--- /dev/null
+Fix "system goes unresponsive under memory pressure and lots of
+dirty/writeback pages" bug.
+
+ http://lkml.org/lkml/2010/4/4/86
+
+In the above thread, Andreas Mohr described that
+
+ Invoking any command locked up for minutes (note that I'm
+ talking about attempted additional I/O to the _other_,
+ _unaffected_ main system HDD - such as loading some shell
+ binaries -, NOT the external SSD18M!!).
+
+This happens when the two conditions are both meet:
+ - under memory pressure
+ - writing heavily to a slow device
+
+OOM also happens in Andreas' system. The OOM trace shows that 3
+processes are stuck in wait_on_page_writeback() in the direct reclaim
+path. One in do_fork() and the other two in unix_stream_sendmsg(). They
+are blocked on this condition:
+
+ (sc->order && priority < DEF_PRIORITY - 2)
+
+which was introduced in commit 78dc583d (vmscan: low order lumpy reclaim
+also should use PAGEOUT_IO_SYNC) one year ago. That condition may be too
+permissive. In Andreas' case, 512MB/1024 = 512KB. If the direct reclaim
+for the order-1 fork() allocation runs into a range of 512KB
+hard-to-reclaim LRU pages, it will be stalled.
+
+It's a severe problem in three ways.
+
+Firstly, it can easily happen in daily desktop usage. vmscan priority
+can easily go below (DEF_PRIORITY - 2) on _local_ memory pressure. Even
+if the system has 50% globally reclaimable pages, it still has good
+opportunity to have 0.1% sized hard-to-reclaim ranges. For example, a
+simple dd can easily create a big range (up to 20%) of dirty pages in
+the LRU lists. And order-1 to order-3 allocations are more than common
+with SLUB. Try "grep -v '1 :' /proc/slabinfo" to get the list of high
+order slab caches. For example, the order-1 radix_tree_node slab cache
+may stall applications at swap-in time; the order-3 inode cache on most
+filesystems may stall applications when trying to read some file; the
+order-2 proc_inode_cache may stall applications when trying to open a
+/proc file.
+
+Secondly, once triggered, it will stall unrelated processes (not doing IO
+at all) in the system. This "one slow USB device stalls the whole system"

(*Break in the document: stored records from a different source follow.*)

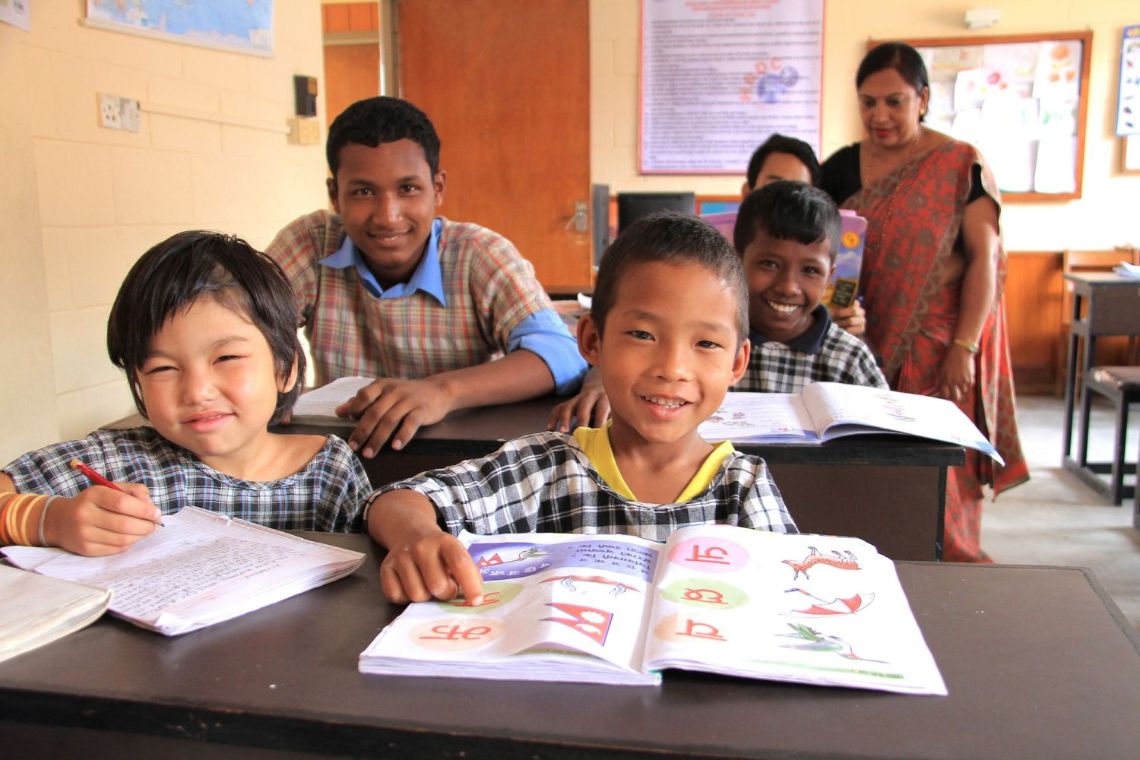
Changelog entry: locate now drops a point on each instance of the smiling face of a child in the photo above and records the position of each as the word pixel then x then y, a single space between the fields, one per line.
pixel 210 385
pixel 387 198
pixel 786 282
pixel 669 353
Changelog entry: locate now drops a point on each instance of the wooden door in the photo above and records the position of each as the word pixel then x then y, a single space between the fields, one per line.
pixel 507 87
pixel 351 37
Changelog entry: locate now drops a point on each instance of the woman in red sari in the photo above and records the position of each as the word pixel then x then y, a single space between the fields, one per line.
pixel 933 274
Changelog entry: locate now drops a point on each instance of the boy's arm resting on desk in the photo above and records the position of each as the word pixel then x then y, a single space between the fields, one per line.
pixel 397 408
pixel 423 561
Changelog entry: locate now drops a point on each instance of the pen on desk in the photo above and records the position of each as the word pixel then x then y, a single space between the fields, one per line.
pixel 99 480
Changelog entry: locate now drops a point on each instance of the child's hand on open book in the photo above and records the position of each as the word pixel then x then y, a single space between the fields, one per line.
pixel 423 561
pixel 100 520
pixel 852 318
pixel 437 565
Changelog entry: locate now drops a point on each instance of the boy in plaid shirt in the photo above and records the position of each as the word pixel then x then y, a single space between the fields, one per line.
pixel 445 315
pixel 667 335
pixel 788 235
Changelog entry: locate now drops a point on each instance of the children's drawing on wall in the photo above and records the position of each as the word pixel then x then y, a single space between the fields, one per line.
pixel 1017 101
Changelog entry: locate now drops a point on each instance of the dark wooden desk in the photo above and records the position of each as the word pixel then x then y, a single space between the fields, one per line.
pixel 1104 303
pixel 1037 661
pixel 887 490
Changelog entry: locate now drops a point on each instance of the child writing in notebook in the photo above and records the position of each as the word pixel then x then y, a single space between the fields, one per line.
pixel 205 328
pixel 667 333
pixel 787 234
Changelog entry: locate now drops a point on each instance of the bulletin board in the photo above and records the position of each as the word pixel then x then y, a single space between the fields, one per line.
pixel 1022 99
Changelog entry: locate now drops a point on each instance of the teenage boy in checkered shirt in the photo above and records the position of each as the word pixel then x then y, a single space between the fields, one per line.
pixel 667 333
pixel 444 315
pixel 788 235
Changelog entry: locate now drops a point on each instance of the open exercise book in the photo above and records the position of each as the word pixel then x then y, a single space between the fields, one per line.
pixel 35 610
pixel 822 411
pixel 717 598
pixel 200 569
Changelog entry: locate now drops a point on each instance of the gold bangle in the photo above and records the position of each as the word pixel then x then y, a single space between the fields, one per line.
pixel 971 348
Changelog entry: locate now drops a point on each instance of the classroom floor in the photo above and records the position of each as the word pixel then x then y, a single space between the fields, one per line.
pixel 1057 520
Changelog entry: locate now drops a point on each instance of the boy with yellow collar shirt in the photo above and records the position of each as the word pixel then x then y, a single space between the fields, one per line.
pixel 667 332
pixel 444 315
pixel 788 235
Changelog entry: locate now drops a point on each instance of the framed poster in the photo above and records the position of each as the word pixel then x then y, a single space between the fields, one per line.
pixel 1022 99
pixel 245 26
pixel 718 79
pixel 1128 96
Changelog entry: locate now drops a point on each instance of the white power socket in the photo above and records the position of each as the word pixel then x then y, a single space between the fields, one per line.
pixel 110 115
pixel 129 114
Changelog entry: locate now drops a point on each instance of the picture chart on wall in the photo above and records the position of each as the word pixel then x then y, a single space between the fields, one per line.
pixel 1022 99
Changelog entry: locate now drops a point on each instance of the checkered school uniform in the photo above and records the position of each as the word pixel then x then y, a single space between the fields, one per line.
pixel 545 482
pixel 328 495
pixel 823 353
pixel 489 287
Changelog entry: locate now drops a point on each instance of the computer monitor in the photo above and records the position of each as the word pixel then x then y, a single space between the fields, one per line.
pixel 633 206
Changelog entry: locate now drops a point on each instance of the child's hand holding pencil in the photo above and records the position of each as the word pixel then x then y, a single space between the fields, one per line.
pixel 103 520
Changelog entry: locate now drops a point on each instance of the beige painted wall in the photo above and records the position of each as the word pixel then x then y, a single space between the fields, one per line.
pixel 79 203
pixel 1104 217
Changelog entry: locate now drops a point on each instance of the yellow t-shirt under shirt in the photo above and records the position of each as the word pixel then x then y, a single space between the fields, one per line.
pixel 595 443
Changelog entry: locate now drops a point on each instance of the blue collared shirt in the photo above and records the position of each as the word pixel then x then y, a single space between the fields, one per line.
pixel 543 333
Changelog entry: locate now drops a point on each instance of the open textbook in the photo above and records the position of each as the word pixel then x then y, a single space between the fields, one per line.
pixel 822 411
pixel 716 598
pixel 322 402
pixel 200 569
pixel 35 610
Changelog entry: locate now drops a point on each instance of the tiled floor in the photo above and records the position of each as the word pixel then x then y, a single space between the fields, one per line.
pixel 1057 520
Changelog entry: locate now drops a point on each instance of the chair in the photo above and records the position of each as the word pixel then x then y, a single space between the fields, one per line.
pixel 1089 261
pixel 1121 385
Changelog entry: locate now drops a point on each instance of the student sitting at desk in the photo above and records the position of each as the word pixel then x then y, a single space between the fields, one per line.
pixel 205 328
pixel 426 305
pixel 788 235
pixel 667 334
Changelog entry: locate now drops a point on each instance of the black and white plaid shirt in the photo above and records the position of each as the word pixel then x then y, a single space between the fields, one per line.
pixel 823 353
pixel 328 495
pixel 545 483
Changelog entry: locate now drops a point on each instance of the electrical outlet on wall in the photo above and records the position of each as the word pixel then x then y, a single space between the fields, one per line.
pixel 110 115
pixel 129 114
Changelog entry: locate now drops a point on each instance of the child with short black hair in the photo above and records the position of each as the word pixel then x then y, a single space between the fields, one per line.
pixel 444 315
pixel 205 328
pixel 780 157
pixel 788 235
pixel 667 335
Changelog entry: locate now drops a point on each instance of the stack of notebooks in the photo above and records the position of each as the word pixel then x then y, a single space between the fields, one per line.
pixel 197 570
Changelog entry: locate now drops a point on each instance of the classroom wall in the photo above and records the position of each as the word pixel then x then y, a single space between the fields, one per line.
pixel 80 203
pixel 1102 218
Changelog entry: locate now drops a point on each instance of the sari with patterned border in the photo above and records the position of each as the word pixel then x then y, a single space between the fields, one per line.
pixel 914 217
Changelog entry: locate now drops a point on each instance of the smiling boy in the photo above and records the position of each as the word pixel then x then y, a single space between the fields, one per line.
pixel 445 315
pixel 667 334
pixel 788 235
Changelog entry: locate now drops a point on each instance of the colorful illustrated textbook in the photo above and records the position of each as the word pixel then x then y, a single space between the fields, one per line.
pixel 844 285
pixel 200 569
pixel 717 598
pixel 823 411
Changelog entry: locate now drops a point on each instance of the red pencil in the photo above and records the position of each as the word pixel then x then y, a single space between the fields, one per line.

+avalanching effect is very bad.
+
+Thirdly, once stalled, the stall time could be intolerable long for the
+users. When there are 20MB queued writeback pages and USB 1.1 is
+writing them in 1MB/s, wait_on_page_writeback() will stuck for up to 20
+seconds. Not to mention it may be called multiple times.
+
+So raise the bar to only enable PAGEOUT_IO_SYNC when priority goes below
+DEF_PRIORITY/3, or 6.25% LRU size. As the default dirty throttle ratio is
+ 20%, it will hardly be triggered by pure dirty pages. We'd better treat
+PAGEOUT_IO_SYNC as some last resort workaround -- its stall time is so
+uncomfortably long (easily goes beyond 1s).
+
+The bar is only raised for (order < PAGE_ALLOC_COSTLY_ORDER) allocations,
+which are easy to satisfy in 1TB memory boxes. So, although 6.25% of
+memory could be an awful lot of pages to scan on a system with 1TB of
+memory, it won't really have to busy scan that much.
+
+Andreas tested an older version of this patch and reported that it
+mostly fixed his problem. Mel Gorman helped improve it and KOSAKI
+Motohiro will fix it further in the next patch.
+
+Reported-by: Andreas Mohr <andi@lisas.de>
+Reviewed-by: Minchan Kim <minchan.kim@gmail.com>
+Signed-off-by: Mel Gorman <mel@csn.ul.ie>
+Signed-off-by: Wu Fengguang <fengguang.wu@intel.com>
+---
+
+Index: kernel-2.6.28/mm/vmscan.c
+===================================================================
+--- kernel-2.6.28.orig/mm/vmscan.c
++++ kernel-2.6.28/mm/vmscan.c
+@@ -1024,6 +1024,47 @@ int isolate_lru_page(struct page *page)
+ }
+
+ /*
++ * Returns true if the caller should wait to clean dirty/writeback pages.
++ *
++ * If we are direct reclaiming for contiguous pages and we do not reclaim
++ * everything in the list, try again and wait for writeback IO to complete.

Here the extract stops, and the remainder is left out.